# Search a 2D Matrix in C++

Suppose we have write an efficient algorithm to searches for a value in one m x n matrix. This matrix has some properties like below −

• Each row is sorted from left to right
• The first number of each row is greater than the last integer of the previous row.

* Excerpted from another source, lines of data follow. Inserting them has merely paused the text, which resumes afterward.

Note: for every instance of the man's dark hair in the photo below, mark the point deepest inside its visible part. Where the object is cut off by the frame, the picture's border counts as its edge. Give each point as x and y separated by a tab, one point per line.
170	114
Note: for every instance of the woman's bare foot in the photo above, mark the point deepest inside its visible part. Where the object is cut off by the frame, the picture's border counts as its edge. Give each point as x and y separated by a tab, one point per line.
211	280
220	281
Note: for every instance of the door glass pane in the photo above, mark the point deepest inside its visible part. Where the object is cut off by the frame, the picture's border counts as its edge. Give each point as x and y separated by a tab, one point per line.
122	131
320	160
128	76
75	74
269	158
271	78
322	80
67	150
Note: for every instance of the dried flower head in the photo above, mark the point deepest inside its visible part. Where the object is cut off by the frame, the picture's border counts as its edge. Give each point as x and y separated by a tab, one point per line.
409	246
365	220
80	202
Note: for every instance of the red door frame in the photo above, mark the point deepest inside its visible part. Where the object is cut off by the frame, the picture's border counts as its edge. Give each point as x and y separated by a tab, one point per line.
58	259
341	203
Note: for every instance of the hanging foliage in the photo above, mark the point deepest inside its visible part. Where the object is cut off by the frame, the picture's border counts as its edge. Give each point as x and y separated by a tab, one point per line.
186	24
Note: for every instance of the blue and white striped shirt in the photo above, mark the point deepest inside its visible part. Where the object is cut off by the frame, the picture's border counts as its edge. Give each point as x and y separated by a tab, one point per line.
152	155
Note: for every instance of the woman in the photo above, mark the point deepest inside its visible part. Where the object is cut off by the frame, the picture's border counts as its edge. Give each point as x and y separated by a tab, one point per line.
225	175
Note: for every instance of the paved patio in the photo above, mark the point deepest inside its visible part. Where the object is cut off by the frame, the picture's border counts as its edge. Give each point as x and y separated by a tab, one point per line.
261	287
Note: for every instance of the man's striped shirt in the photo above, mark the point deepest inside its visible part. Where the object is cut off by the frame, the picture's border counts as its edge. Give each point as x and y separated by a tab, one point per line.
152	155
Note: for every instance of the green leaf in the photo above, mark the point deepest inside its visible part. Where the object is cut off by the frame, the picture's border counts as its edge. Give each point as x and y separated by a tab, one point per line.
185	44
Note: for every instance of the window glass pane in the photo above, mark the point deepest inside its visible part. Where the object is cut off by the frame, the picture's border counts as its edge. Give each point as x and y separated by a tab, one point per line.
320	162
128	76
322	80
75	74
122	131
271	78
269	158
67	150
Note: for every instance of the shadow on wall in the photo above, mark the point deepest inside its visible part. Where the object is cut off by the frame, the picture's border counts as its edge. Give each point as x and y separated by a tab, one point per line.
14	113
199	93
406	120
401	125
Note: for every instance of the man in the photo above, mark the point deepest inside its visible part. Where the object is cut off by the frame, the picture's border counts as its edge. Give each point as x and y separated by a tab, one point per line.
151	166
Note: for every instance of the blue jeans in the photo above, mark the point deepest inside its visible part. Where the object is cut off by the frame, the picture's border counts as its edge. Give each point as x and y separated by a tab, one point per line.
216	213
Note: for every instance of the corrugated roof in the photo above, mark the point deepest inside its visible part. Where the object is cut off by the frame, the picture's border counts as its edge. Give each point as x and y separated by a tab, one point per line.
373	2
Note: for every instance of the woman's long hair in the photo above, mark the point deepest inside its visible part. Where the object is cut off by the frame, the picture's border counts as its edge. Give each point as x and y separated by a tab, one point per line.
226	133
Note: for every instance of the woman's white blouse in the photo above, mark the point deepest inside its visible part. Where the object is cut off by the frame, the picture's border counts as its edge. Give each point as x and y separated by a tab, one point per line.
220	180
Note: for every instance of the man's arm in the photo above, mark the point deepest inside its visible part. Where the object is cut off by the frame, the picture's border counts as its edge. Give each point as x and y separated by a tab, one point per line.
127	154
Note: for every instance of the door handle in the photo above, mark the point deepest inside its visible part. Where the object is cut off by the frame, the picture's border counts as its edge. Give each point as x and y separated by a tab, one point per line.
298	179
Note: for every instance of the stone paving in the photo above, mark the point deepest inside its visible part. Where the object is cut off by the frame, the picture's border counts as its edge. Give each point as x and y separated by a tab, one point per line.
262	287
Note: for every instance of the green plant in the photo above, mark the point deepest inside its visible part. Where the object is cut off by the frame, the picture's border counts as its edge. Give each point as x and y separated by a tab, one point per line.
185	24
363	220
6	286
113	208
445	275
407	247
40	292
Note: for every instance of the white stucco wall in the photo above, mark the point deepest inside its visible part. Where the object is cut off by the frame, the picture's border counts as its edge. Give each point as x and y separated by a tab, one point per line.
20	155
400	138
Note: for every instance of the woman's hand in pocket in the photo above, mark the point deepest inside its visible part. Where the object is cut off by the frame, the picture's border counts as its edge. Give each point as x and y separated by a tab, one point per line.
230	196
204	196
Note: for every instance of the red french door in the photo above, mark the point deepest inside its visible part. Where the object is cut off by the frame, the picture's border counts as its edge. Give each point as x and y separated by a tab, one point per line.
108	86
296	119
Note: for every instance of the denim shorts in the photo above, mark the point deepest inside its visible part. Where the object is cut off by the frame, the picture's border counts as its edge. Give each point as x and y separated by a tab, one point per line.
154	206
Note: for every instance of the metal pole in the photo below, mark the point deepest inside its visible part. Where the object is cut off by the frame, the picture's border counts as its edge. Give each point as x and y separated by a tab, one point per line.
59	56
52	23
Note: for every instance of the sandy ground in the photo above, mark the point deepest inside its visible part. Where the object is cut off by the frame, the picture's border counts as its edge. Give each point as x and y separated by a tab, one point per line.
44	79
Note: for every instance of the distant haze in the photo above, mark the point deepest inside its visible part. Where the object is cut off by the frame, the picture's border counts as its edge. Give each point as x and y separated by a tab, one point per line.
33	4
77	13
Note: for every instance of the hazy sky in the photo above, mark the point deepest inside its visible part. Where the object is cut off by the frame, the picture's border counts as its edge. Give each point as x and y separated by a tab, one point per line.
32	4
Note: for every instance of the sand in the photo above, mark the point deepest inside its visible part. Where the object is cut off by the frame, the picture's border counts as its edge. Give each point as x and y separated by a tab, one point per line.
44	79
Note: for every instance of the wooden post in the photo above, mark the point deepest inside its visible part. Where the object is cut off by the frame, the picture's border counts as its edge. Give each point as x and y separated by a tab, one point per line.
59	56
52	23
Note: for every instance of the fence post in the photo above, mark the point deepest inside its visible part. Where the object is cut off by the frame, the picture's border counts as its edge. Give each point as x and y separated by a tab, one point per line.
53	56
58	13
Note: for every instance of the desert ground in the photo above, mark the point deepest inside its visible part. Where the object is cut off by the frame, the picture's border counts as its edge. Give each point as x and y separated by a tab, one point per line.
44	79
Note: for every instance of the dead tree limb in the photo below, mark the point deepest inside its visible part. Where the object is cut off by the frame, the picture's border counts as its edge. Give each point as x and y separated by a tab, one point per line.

So if the matrix is like −

 1 3 5 7 10 11 16 20 23 30 34 50 53 62 78 98

And if the target value is 16, then the output will be True.

Let us see the steps −

• n := number of rows, if n is 0, then return false, m := number of columns, if m = 0, then return false
• low := 0 and high := n – 1
• while low < high
• mid := low + (high – low + 1)/2
• if mat[mid, 0] <= target, then low := mid, otherwise high := mid – 1
• rlow := 0 and rhigh := m – 1 and ans := 0
• while rlow <= rhigh
• mid := rlow + (rhigh - rlow)/2
• if mat[low, mid] = target, then ans := 1, and break the loop
• otherwise when matrix[low, mid] < target, then rlow := mid + 1
• else rhigh := mid – 1
• return ans

Let us see the following implementation to get better understanding −

## Example

Live Demo

#include <bits/stdc++.h>
using namespace std;
typedef long long int lli;
class Solution {
public:
bool searchMatrix(vector<vector<int>>& matrix, int target) {
lli n,m;
n = matrix.size();
if(!n)return false;
m = matrix[0].size();
if(!m)return false;
lli low = 0, high = n-1;
while(low<high){
lli mid = low + ( high - low +1)/2;
if(matrix[mid][0]<=target)low = mid;
else high = mid -1;
}
lli rlow = 0, rhigh = m-1;
lli ans = 0;
while(rlow<=rhigh){
lli mid = rlow+(rhigh - rlow)/2;
if(matrix[low][mid] == target){
ans =1;
break;
}else if(matrix[low][mid]<target)rlow=mid+1;
else rhigh= mid-1;
}
return ans;
}
};
main(){
Solution ob;
vector<vector<int>> v = {{1,3,5,7},{10,11,16,20},{23,30,34,50},{53,62,78,98}};
cout << ob.searchMatrix(v, 16);
}

## Input

[[1,3,5,7],[10,11,16,20],[23,30,34,50],[53,62,78,98]]
16

## Output

1